During the 2018 football league, 14 teams were supposed to participate, but the number of teams first reduced to 11 due to lack of sponsors who finance the teams. (The state-run ISNA news agency – August 8, 2018)
Economic problems and lack of government support prevented many futsal teams from competing in this year’s league. As a result, the start of the league had to be postponed.
The head coach of the Sherkat Melli Haffari Futsal Club, Zivar Babaii said, ” They call it the professional league, but nothing is professional. You can see this unprofessionalism in a wide range of issues including the stadiums where the games are held and the contracts. When we say professional, it means that this is my profession and this is how I earn my salary, but this is not what happens in Iran.” (The state-run ISNA news agency – August 12, 2018)
Sometimes, the teams are dissolved all together, due to lack of sponsors. At other times, the teams do not have the funds to travel to another city to take part in the tournaments.
Professional female athletes do not receive salaries and gold medal winners are abandoned to earn their living by peddling in the streets, selling pickles, and farming.
Sports facilities for women’s sports
The league of women’s football teams in Iran faces sub-standard conditions for the winter games even in the capital, Tehran. This shortage has added to the problems and games cannot be held regularly and with good quality.
In one of the women’s games in West Azerbaijan, the field was covered with snow causing several hours of delay in the game.
The game between two other teams in Tehran was delayed because the field had been covered with rain water and snow. The quality of field was very bad and the players were covered with mud and they had to change their official uniform after the first half-time.
Hajar Khorassani, supervisor of the women’s football team of Isfahan’s Steel Company had an interview with ISNA news agency. She said, “The quality of the field was not good at all. When my players stepped into the field, they plunged into mud and could hardly pull out their feet. Who would account if the ACL (Anterior Cruciate Ligament) of one of the players gets injured? I would have never imagined that we would face such a field in Tehran.”
The women’s national volleyball team of Iran practice with their own sportswear and do not receive any support from the Sports Federation. (The state-run ISNA news agency – April 25, 2018)

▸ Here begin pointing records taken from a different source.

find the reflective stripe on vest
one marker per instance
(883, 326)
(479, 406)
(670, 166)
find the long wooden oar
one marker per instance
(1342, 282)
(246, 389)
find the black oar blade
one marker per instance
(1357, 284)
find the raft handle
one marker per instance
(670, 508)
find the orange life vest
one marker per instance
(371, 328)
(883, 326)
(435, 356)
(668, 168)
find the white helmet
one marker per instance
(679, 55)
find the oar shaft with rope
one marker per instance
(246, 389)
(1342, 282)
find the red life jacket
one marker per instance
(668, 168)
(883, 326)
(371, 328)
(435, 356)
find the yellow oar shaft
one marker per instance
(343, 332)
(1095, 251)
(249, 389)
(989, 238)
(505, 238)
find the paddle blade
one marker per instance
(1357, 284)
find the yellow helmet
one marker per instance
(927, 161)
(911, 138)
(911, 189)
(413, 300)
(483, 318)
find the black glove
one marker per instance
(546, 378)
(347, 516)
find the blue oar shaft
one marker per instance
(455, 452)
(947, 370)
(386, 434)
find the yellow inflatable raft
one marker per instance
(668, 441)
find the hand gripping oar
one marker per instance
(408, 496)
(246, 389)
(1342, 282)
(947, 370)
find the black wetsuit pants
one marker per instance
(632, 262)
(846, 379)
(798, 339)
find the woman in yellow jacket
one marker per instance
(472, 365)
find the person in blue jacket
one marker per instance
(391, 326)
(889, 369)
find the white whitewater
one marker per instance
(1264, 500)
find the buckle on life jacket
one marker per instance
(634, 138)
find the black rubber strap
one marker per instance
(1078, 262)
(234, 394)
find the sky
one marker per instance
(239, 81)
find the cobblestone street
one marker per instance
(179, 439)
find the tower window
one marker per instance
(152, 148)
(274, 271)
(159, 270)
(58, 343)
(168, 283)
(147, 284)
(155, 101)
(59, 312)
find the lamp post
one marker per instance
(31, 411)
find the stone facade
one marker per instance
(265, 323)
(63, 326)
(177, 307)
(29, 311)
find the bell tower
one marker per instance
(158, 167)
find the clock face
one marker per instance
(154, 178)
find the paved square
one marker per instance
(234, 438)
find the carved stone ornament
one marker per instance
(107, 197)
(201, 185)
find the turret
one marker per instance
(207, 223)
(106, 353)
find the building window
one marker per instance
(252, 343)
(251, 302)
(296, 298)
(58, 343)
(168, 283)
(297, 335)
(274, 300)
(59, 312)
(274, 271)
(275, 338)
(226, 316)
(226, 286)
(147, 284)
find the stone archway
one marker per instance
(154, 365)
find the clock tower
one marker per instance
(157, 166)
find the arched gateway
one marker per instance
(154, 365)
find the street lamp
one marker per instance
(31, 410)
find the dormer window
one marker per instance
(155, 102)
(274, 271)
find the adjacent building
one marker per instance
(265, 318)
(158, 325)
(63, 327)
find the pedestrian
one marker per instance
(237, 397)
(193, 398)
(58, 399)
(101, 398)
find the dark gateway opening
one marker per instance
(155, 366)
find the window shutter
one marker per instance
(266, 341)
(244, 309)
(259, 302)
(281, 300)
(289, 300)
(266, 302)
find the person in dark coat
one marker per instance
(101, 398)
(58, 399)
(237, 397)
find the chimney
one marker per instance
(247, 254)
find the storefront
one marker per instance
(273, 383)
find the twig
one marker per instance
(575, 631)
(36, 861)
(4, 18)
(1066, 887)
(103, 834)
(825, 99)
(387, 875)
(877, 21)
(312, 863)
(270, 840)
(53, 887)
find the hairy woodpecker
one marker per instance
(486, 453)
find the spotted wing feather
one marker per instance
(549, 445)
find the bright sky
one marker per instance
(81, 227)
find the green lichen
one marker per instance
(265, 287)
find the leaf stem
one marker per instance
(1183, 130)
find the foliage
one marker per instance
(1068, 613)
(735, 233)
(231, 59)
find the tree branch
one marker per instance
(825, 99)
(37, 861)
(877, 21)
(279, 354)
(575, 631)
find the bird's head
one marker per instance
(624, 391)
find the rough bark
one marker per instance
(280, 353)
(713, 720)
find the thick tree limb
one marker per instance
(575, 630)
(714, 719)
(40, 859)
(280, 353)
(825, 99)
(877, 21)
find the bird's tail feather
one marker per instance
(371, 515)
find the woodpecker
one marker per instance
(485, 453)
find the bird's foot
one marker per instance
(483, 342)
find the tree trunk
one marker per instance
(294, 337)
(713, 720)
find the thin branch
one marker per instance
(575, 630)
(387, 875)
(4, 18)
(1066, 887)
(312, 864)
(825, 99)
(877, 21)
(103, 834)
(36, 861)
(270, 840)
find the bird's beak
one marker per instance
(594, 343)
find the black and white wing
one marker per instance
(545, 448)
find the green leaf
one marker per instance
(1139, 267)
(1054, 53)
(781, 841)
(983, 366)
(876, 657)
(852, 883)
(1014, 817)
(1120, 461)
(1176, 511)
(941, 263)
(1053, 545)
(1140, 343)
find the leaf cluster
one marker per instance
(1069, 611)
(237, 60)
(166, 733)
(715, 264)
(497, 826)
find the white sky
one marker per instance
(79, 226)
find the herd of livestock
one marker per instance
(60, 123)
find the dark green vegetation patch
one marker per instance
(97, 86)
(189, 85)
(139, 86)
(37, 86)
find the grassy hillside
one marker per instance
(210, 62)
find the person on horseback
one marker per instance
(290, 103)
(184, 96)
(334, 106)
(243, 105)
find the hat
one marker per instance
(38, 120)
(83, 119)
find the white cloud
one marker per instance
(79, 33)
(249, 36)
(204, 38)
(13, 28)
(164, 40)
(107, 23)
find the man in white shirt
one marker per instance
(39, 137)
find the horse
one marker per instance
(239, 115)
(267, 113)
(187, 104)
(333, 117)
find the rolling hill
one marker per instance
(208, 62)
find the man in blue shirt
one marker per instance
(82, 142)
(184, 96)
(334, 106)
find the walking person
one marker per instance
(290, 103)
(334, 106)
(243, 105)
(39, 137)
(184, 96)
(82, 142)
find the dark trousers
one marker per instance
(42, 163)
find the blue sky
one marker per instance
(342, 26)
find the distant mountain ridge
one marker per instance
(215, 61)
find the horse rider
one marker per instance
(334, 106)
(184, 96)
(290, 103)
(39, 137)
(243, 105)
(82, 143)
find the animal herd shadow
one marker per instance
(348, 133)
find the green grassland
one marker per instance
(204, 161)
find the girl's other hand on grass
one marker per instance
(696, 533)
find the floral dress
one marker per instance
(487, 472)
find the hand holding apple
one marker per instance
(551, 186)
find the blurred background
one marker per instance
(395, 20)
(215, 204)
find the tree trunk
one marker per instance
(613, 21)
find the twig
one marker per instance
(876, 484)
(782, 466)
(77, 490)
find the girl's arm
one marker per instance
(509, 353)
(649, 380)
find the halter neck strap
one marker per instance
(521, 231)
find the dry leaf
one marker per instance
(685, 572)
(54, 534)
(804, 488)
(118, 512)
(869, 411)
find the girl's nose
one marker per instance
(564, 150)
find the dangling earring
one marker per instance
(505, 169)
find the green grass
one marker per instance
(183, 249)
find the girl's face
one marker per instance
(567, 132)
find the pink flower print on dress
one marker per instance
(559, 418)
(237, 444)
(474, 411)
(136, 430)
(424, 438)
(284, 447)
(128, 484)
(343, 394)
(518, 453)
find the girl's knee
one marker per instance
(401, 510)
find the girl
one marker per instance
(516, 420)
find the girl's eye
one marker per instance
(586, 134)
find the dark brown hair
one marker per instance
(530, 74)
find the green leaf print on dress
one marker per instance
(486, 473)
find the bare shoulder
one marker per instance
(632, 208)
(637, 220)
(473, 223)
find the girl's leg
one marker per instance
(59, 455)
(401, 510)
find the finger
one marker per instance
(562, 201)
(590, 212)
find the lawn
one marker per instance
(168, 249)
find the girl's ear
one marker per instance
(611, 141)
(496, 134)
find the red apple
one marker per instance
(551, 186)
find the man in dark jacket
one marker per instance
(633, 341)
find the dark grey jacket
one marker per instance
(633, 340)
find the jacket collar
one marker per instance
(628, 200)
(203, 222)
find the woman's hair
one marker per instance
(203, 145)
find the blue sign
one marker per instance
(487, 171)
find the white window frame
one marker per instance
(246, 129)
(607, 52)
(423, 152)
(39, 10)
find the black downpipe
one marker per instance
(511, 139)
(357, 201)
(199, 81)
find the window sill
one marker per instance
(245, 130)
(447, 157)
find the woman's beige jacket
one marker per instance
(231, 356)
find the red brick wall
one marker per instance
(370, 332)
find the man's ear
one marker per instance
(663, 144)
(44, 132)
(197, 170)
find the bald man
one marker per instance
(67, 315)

The Iranian women’s rowing team exercises in black water. All around the exercise area is covered with sharp shells which injure the athletes. For group exercises, the athletes have to buy their own ores which should be provided by the rowing delegation. The boat given to the Iranian women’s rowing team is one that was being used ten years ago in Tehran and has been repeatedly repaired.
Despite such deplorable conditions and lack of any government or any other form of support, the highly motivated Iranian women challenge all problems and gain champion titles in Asia despite obstructions of the misogynistic regime.